One of the discoveries at Rebind is that we can use AI to distribute original commentary.

Everybody knows that when reading a tough book, discussions are so critical to understanding this type of literature. I believe — and my colleagues at Rebind believe — that you’re only two stupid questions away from understanding something, especially when it comes to a book.

Rath: You are a Rebinder yourself, for “Walden” by Henry David Thoreau. If you could use that as an example: Say, if I were to engage with reading “Walden,” what are the kind of ways I could engage with the AI — or, indirectly, with you — to find out more.

Kaag: You can ask me questions — or rather, my AI counterpart — within the book. You can say, “John, when did you read this book first?” It would source my interview where I described the process of swimming in Walden when I was 14, and my Latin teacher took me up from Pennsylvania to see Walden for the first time.

You can ask questions like, “What do you think about Thoreau’s cynicism?” And I have a particular take on Thoreau, the cynic. You would get to interact with my thoughts about this book, so you’re not getting a generic interpretation of a book when you do a Rebind. You’re getting a unique perspective from a commentator who’s really fallen in love with this particular text.

Rath: So, I could ask you, say, “How does his relationship with Emerson affect this particular passage?”

Kaag: Precisely. And I, for example, would say something like, “Well, I think that ‘Self Reliance’ and ‘Compensation’ — two of Ralph Waldo Emerson’s essays — really impacted Thoreau in staying at Walden in particular ways.” That would be a different interpretation if we had asked a different Rebinder. That’s really crucial in thinking through what we’re trying to offer here.

In addition, we have films embedded into these texts, which bring the texts alive, in a way, to remind a reader: “Oh, this is a commentator who really cares about the text.”
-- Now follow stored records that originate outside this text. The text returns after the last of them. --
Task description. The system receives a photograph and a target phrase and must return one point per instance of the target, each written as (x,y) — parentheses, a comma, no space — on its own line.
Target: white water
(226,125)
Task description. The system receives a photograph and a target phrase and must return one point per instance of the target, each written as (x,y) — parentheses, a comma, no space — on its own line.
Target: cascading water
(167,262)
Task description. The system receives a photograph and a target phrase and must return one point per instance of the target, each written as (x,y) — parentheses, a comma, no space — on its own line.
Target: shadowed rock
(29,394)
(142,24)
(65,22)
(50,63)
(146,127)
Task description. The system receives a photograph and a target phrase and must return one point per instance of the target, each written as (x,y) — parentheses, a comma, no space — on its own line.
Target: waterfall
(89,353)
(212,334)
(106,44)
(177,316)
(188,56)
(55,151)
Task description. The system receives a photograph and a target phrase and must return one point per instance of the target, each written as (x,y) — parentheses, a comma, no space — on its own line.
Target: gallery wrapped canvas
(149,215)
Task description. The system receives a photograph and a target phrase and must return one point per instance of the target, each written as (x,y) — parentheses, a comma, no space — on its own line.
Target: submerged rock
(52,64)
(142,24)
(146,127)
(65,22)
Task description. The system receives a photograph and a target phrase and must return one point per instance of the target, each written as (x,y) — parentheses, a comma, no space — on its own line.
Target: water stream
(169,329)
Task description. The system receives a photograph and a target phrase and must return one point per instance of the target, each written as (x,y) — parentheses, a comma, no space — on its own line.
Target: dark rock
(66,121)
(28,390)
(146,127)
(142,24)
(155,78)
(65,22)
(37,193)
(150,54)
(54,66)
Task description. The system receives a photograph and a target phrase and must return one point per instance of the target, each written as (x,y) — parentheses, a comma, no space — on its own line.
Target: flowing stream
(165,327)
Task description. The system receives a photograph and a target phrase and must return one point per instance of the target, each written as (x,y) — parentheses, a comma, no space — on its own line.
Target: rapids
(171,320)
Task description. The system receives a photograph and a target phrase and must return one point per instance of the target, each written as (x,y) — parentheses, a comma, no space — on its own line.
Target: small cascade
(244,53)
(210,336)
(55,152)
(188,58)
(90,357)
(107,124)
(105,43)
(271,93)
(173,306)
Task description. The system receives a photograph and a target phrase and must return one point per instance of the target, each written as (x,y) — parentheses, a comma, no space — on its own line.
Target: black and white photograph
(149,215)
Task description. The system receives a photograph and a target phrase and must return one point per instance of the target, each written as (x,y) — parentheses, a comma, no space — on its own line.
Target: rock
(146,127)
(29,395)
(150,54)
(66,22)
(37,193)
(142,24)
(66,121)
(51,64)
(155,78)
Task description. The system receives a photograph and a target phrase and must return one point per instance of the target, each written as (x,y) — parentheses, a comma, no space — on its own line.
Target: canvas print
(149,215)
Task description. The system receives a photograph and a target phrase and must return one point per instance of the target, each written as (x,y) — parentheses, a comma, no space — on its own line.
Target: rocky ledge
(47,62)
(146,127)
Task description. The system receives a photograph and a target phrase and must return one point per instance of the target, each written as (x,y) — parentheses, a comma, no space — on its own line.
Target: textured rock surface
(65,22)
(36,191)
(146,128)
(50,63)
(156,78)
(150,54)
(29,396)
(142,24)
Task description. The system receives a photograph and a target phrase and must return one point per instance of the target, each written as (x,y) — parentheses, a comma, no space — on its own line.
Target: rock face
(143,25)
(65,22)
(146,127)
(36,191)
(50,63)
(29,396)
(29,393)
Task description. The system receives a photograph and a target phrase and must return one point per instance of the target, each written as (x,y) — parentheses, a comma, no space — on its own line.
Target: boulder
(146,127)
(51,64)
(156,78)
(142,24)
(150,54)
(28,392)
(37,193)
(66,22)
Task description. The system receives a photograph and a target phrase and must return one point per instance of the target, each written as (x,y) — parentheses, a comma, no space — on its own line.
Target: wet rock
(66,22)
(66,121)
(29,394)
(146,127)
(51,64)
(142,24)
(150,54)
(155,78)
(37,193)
Rath: You know, I realize I’m getting all excited about this as someone who loves literature, but I want to think about this in terms of what this could mean for students — particularly, students who might struggle with deep, dense texts like these.
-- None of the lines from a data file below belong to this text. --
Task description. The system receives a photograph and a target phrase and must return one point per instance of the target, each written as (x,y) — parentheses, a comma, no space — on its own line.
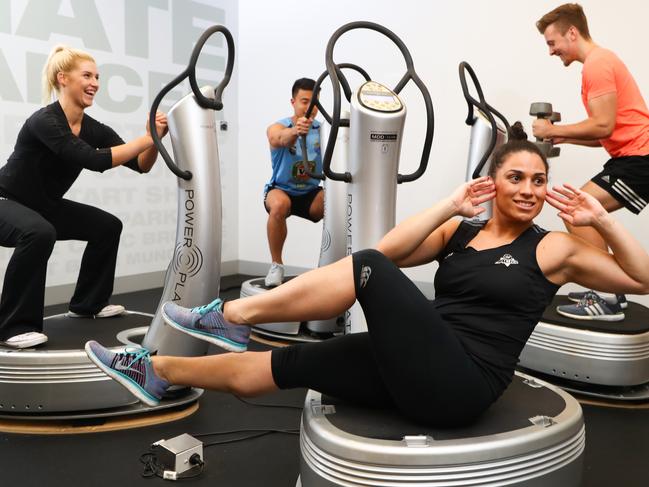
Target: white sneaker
(106,312)
(26,340)
(275,275)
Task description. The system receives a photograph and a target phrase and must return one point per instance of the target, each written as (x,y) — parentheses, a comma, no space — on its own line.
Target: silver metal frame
(587,356)
(534,456)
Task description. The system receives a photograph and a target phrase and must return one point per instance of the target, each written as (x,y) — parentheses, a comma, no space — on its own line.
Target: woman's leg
(76,221)
(420,358)
(23,292)
(344,367)
(244,374)
(322,293)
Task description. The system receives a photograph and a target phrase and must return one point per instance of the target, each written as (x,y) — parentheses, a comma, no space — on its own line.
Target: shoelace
(138,354)
(588,299)
(206,308)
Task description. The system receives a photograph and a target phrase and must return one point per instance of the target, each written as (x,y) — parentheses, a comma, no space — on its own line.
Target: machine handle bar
(315,101)
(410,74)
(201,99)
(484,107)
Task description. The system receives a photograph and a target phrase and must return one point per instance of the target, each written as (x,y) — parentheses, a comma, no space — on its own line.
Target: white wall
(139,46)
(282,40)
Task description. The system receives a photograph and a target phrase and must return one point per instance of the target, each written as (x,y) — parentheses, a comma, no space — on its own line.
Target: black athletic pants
(410,358)
(33,236)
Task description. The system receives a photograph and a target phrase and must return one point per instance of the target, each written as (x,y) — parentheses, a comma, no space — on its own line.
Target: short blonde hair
(565,16)
(61,59)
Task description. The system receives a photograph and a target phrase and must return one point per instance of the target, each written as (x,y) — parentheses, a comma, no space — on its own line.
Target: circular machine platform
(595,358)
(287,332)
(533,436)
(58,381)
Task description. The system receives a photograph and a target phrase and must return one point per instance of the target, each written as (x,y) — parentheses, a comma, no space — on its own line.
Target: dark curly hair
(517,143)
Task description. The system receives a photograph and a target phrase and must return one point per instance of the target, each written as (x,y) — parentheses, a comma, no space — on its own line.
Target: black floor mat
(617,441)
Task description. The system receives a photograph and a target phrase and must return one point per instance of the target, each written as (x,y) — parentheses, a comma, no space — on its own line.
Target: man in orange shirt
(618,120)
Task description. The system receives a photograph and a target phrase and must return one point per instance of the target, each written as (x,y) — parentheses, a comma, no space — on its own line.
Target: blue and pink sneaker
(132,368)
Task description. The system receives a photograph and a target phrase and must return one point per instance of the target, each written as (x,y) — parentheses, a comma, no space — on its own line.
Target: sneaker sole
(224,343)
(576,300)
(125,381)
(24,345)
(618,317)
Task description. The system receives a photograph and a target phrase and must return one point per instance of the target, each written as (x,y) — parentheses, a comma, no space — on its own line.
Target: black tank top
(493,298)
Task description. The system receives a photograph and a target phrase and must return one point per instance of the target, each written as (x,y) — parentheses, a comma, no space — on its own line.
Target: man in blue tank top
(290,190)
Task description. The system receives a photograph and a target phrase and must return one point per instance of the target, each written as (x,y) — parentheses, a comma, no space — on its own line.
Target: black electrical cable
(267,405)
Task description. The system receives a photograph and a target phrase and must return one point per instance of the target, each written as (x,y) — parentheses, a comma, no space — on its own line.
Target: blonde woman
(54,145)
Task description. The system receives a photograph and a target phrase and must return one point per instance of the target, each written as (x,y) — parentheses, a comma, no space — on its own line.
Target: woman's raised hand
(467,197)
(575,206)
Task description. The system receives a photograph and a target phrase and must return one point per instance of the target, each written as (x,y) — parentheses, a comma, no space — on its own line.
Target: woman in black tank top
(441,362)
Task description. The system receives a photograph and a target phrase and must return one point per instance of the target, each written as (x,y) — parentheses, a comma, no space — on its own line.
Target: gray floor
(617,445)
Kaag: I know. I mean, 50% of Americans struggle with literacy in one way or another, and that means that they probably struggle with reading books generally, and definitely classic books.

What we’re trying to do is lower the bar of accessibility to enter challenging but incredibly meaningful text. We think about this as an offering for classics newcomers to venture into literature for the first time with the confidence and clarity they need that really only expert guidance can provide.